One hard-line religious leader, Ayatollah Ahmad Alamolhoda, said that a protest in the northeastern city of Sabzevar had been disrupted when “all of a sudden, a small group of roughly 50 people among the crowd started to chant norm-braking slogans such as ‘Forget Palestine’ or ‘No to Gaza, No to Lebanon, I will give my life for Iran.’” (Government-approved protests routinely invoke the Iranian government’s self-designated role as a defender of Palestinian aspirations and as a foe of the United States.)

A reformist ally of Rouhani, Vice President Eshaq Jahangiri, warned that protesters risked setting off unrest that might not be controllable.

“The ones who trigger political moves in the streets may not be the ones who will put an end to it, since others may ride the wave they have started, and they must know that their action will backfire on them,” the semi-official ISNA news agency quoted Jahangiri as saying. He added that the government was open to receiving “fair criticism.”

The protests also spread Friday to Kermanshah, a city in western Iran that is mainly inhabited by ethnic Kurds.

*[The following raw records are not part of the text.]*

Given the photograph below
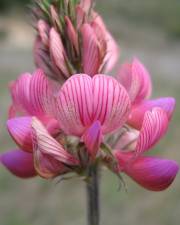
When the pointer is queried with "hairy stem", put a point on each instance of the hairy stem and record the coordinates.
(93, 212)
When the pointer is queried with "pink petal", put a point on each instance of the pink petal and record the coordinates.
(112, 49)
(42, 60)
(20, 130)
(43, 29)
(20, 93)
(113, 53)
(48, 167)
(138, 110)
(93, 138)
(80, 16)
(57, 51)
(86, 5)
(19, 163)
(40, 94)
(45, 144)
(155, 125)
(72, 34)
(151, 173)
(74, 104)
(91, 53)
(135, 78)
(111, 103)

It is near the site of an earthquake last month that killed hundreds of people.

About 300 people gathered at Freedom Square in the city and carried out a march in which public property was damaged, according to the semi-official Fars News Agency, which is close to the country’s Islamic Revolutionary Guards Corps.

The protesters shouted anti-government slogans like “Death or freedom,” “Care for us and leave Palestine” and “Political prisoners must be freed,” according to Fars.

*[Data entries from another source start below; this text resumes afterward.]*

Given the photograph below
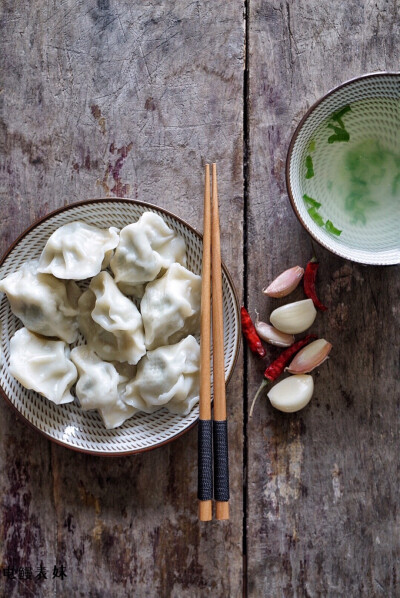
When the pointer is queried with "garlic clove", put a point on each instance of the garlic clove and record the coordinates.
(271, 335)
(310, 357)
(285, 283)
(292, 394)
(294, 317)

Ali Vaez, Iran project director for the International Crisis Group, said it was possible that hard-line opponents of Rouhani were behind the protests in Mashhad, capitalizing on anger about the economic belt-tightening and about rising food and gasoline prices.

“The trigger was apparently a protest that the government’s hard-line opponents organized in Mashhad, which got out of control and turned into an antiregime rally and is now spreading across the country,” he said.

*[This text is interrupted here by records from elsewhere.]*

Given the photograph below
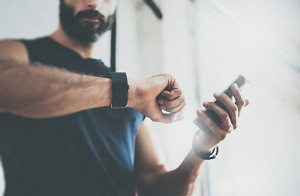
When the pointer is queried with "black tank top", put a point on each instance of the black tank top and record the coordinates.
(87, 153)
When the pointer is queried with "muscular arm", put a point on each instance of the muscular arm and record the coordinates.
(152, 176)
(38, 91)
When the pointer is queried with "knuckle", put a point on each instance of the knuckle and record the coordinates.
(221, 136)
(210, 105)
(242, 102)
(235, 108)
(224, 116)
(222, 97)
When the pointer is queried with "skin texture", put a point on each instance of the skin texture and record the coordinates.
(67, 93)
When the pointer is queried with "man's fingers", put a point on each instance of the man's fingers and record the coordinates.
(232, 108)
(175, 109)
(223, 115)
(173, 94)
(171, 104)
(240, 102)
(218, 133)
(170, 118)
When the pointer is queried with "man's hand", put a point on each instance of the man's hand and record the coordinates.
(153, 95)
(207, 141)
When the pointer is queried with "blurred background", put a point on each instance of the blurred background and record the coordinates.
(205, 44)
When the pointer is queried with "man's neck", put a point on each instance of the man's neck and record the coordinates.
(85, 50)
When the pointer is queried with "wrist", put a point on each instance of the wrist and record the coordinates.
(103, 86)
(132, 94)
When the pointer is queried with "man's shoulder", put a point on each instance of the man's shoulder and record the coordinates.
(13, 50)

He noted that Saturday is the eighth anniversary of the nationwide demonstrations that helped crush the 2009 pro-democracy Green Movement.

“The system will probably use it as a show of force and in its wake will repress any dissent,” Vaez said. “The only meaningful consequence probably is that it will provide ammunition for the Trump administration to further condemn the regime.”

But Nader Karimi Juni, a reformist journalist, was skeptical that hard-liners were behind the protests.

“If the protests continue for a while, which is not certain, it will be dangerous for the regime,” he said. “However, the future is unpredictable and the regime has managed to crack down on more serious protests in the past decades.”

Fazel Meybodi, a reformist cleric from the holy city of Qom, said he believed the protests had emerged from authentic concerns, as the government’s new budget had “made people in the provincial towns angry.”

“If the police and government treat people gently, this crisis will wane and tranquility will prevail,” he said. “Otherwise they might — I stress might — grow in the future. Economic issues are urgent, and the protests have nothing to do with any factions — neither reformist nor hard-liner. Poor people are protesting, that is it.”